Schexnayder () is a German surname, probably deriving from an occupational name for a maker of jackets and jerkins. The family name came to Louisiana with immigrant families and is well established there and has spread to other states.

United States
The first Schexnayder to settle in Louisiana, Henry Albert Schexnayder, arrived in the 1720s and settled in what was called the "German Coast" (now St. Charles Parish). Hanno Deiler lists 27 spellings of the Schexnayder surname found in official documents.

Notable individuals with the surname include:

Anthony Schexnayder (born 1968), 4-year Letterman for UCLA varsity football team
Calvin Schexnayder (born 1969), American arena football player
Charlotte Tillar Schexnayder (1923–2020), American newspaper editor and politician
Clay Schexnayder (born 1969), Louisiana politician
Maurice Schexnayder (1895–1981), American Roman Catholic prelate

Arrival in the U.S.A. from Europe
Three Schexnayder families departed Europe bound for Louisiana in the early 18th century, but only two families left documents showing they actually arrived in Louisiana.

A Scheckschneider family, consisting of Hans Rhinhart, Catherine, and their two sons left L’Orient, France aboard the La Garonne in January 1721. Several on board were taken ill, and their son Jacob was one of the sixteen who were left in Brest, France because they were too ill for the voyage.

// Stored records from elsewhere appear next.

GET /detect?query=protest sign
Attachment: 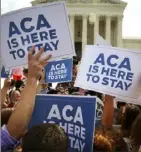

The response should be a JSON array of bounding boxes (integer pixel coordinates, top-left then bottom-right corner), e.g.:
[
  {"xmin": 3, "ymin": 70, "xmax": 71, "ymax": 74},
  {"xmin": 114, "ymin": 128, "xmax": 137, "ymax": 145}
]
[
  {"xmin": 29, "ymin": 95, "xmax": 96, "ymax": 152},
  {"xmin": 1, "ymin": 2, "xmax": 75, "ymax": 69},
  {"xmin": 45, "ymin": 58, "xmax": 72, "ymax": 83},
  {"xmin": 96, "ymin": 33, "xmax": 111, "ymax": 46},
  {"xmin": 116, "ymin": 96, "xmax": 141, "ymax": 105},
  {"xmin": 75, "ymin": 45, "xmax": 141, "ymax": 100},
  {"xmin": 95, "ymin": 97, "xmax": 104, "ymax": 128},
  {"xmin": 1, "ymin": 66, "xmax": 11, "ymax": 78}
]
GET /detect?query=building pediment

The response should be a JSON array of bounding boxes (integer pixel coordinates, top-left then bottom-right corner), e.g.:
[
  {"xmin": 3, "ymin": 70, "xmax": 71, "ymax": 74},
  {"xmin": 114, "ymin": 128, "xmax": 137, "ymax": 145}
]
[
  {"xmin": 97, "ymin": 0, "xmax": 126, "ymax": 4},
  {"xmin": 32, "ymin": 0, "xmax": 127, "ymax": 5}
]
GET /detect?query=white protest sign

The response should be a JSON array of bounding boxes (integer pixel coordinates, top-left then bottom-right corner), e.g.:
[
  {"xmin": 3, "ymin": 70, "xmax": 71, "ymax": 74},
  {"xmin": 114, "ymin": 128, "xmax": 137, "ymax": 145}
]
[
  {"xmin": 1, "ymin": 2, "xmax": 75, "ymax": 69},
  {"xmin": 75, "ymin": 45, "xmax": 141, "ymax": 100},
  {"xmin": 96, "ymin": 34, "xmax": 111, "ymax": 46},
  {"xmin": 116, "ymin": 96, "xmax": 141, "ymax": 105}
]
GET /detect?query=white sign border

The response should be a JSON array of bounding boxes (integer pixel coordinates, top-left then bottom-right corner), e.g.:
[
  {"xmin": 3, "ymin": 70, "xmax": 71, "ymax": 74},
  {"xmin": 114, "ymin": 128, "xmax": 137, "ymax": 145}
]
[
  {"xmin": 1, "ymin": 2, "xmax": 75, "ymax": 69},
  {"xmin": 75, "ymin": 45, "xmax": 141, "ymax": 101}
]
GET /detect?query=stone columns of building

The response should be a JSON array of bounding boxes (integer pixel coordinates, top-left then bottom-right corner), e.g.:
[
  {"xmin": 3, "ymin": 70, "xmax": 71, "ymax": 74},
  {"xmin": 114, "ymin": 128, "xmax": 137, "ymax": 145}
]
[
  {"xmin": 117, "ymin": 15, "xmax": 123, "ymax": 47},
  {"xmin": 82, "ymin": 14, "xmax": 88, "ymax": 53},
  {"xmin": 69, "ymin": 14, "xmax": 75, "ymax": 42},
  {"xmin": 106, "ymin": 15, "xmax": 111, "ymax": 43},
  {"xmin": 93, "ymin": 15, "xmax": 99, "ymax": 44}
]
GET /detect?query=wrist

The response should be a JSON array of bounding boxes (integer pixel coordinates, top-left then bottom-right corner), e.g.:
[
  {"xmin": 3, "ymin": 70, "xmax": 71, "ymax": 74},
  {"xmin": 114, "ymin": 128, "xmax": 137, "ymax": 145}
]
[{"xmin": 27, "ymin": 77, "xmax": 38, "ymax": 85}]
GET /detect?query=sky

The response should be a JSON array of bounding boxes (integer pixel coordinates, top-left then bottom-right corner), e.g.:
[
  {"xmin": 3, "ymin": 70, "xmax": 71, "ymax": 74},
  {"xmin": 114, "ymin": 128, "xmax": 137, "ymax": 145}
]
[{"xmin": 1, "ymin": 0, "xmax": 141, "ymax": 38}]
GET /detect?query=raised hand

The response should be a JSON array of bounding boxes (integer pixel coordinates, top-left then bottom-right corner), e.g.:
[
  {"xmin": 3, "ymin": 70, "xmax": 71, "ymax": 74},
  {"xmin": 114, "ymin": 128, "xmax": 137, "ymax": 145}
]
[{"xmin": 28, "ymin": 46, "xmax": 52, "ymax": 81}]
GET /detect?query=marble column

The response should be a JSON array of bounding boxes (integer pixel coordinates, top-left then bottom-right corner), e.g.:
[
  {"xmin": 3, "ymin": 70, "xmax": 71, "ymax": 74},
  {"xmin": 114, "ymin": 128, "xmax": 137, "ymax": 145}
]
[
  {"xmin": 106, "ymin": 15, "xmax": 111, "ymax": 43},
  {"xmin": 69, "ymin": 14, "xmax": 75, "ymax": 41},
  {"xmin": 82, "ymin": 15, "xmax": 88, "ymax": 53},
  {"xmin": 94, "ymin": 15, "xmax": 99, "ymax": 44},
  {"xmin": 117, "ymin": 15, "xmax": 123, "ymax": 47}
]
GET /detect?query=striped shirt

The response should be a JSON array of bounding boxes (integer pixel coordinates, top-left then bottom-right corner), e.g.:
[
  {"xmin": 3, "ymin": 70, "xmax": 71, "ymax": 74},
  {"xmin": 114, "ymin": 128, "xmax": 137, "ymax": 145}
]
[{"xmin": 1, "ymin": 125, "xmax": 20, "ymax": 152}]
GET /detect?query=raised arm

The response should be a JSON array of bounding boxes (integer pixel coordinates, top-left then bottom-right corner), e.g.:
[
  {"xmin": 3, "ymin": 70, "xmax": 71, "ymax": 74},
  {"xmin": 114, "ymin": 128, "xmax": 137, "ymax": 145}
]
[
  {"xmin": 7, "ymin": 47, "xmax": 52, "ymax": 139},
  {"xmin": 101, "ymin": 95, "xmax": 114, "ymax": 128}
]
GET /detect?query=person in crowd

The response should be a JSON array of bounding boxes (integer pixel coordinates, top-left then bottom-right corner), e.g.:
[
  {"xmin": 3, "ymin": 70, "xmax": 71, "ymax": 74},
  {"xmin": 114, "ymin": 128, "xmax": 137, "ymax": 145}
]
[
  {"xmin": 38, "ymin": 83, "xmax": 50, "ymax": 94},
  {"xmin": 93, "ymin": 133, "xmax": 113, "ymax": 152},
  {"xmin": 112, "ymin": 104, "xmax": 140, "ymax": 152},
  {"xmin": 8, "ymin": 89, "xmax": 21, "ymax": 108},
  {"xmin": 9, "ymin": 79, "xmax": 16, "ymax": 91},
  {"xmin": 21, "ymin": 123, "xmax": 68, "ymax": 152},
  {"xmin": 23, "ymin": 68, "xmax": 28, "ymax": 79},
  {"xmin": 68, "ymin": 87, "xmax": 79, "ymax": 94},
  {"xmin": 113, "ymin": 135, "xmax": 128, "ymax": 152},
  {"xmin": 36, "ymin": 69, "xmax": 51, "ymax": 94},
  {"xmin": 120, "ymin": 104, "xmax": 140, "ymax": 138},
  {"xmin": 15, "ymin": 80, "xmax": 25, "ymax": 91},
  {"xmin": 48, "ymin": 89, "xmax": 59, "ymax": 94},
  {"xmin": 1, "ymin": 108, "xmax": 14, "ymax": 127},
  {"xmin": 99, "ymin": 95, "xmax": 126, "ymax": 151},
  {"xmin": 131, "ymin": 112, "xmax": 141, "ymax": 151},
  {"xmin": 1, "ymin": 78, "xmax": 12, "ymax": 109},
  {"xmin": 1, "ymin": 47, "xmax": 52, "ymax": 152}
]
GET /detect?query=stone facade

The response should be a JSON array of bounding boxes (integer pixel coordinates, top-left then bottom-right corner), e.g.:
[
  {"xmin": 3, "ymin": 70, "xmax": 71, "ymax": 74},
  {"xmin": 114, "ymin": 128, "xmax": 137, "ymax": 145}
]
[
  {"xmin": 123, "ymin": 38, "xmax": 141, "ymax": 51},
  {"xmin": 31, "ymin": 0, "xmax": 141, "ymax": 57}
]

The name of the second son was not recorded, and no record of this family has been found in Louisiana. An undated- likely post-1732- list of inhabitants of the German Coast (St Charles Parish) lists a Henry Albert Scheckschneider as holding 4 arpents on the west bank.

The New Orleans Catholic Church has records for two Schexnayder families:

1. A record of the marriage on 26 June 1742 of Hanz Georg Schscchneider, son of Hanz Schscchneider and Anne Marie Hessin, and Catherine Antonia.

2. Records of the baptisms of the five children of Albert Schscchneider and Marie Magdelaine Wich are in the New Orleans Catholic Church records: Catherinne, Jean George, Jean Henry and Marie Lucie and Marie Josephe.

Louisiana heritage
Schexnayder House at 1681 Pelican Drive in Iberville Parish was listed on the National Register of Historic Places in 1989.

Olide P. Schexnayder (1871 - 1944) was a photographer in Edgard, Louisiana until he switched careers and became an optician. The Louisiana State Museum has several of his photographs in their collection.

There is a Schexnayder's Supermarket in Vacherie, Louisiana. Schexnayder Meats is a meat purveyor in St. Charles Parish.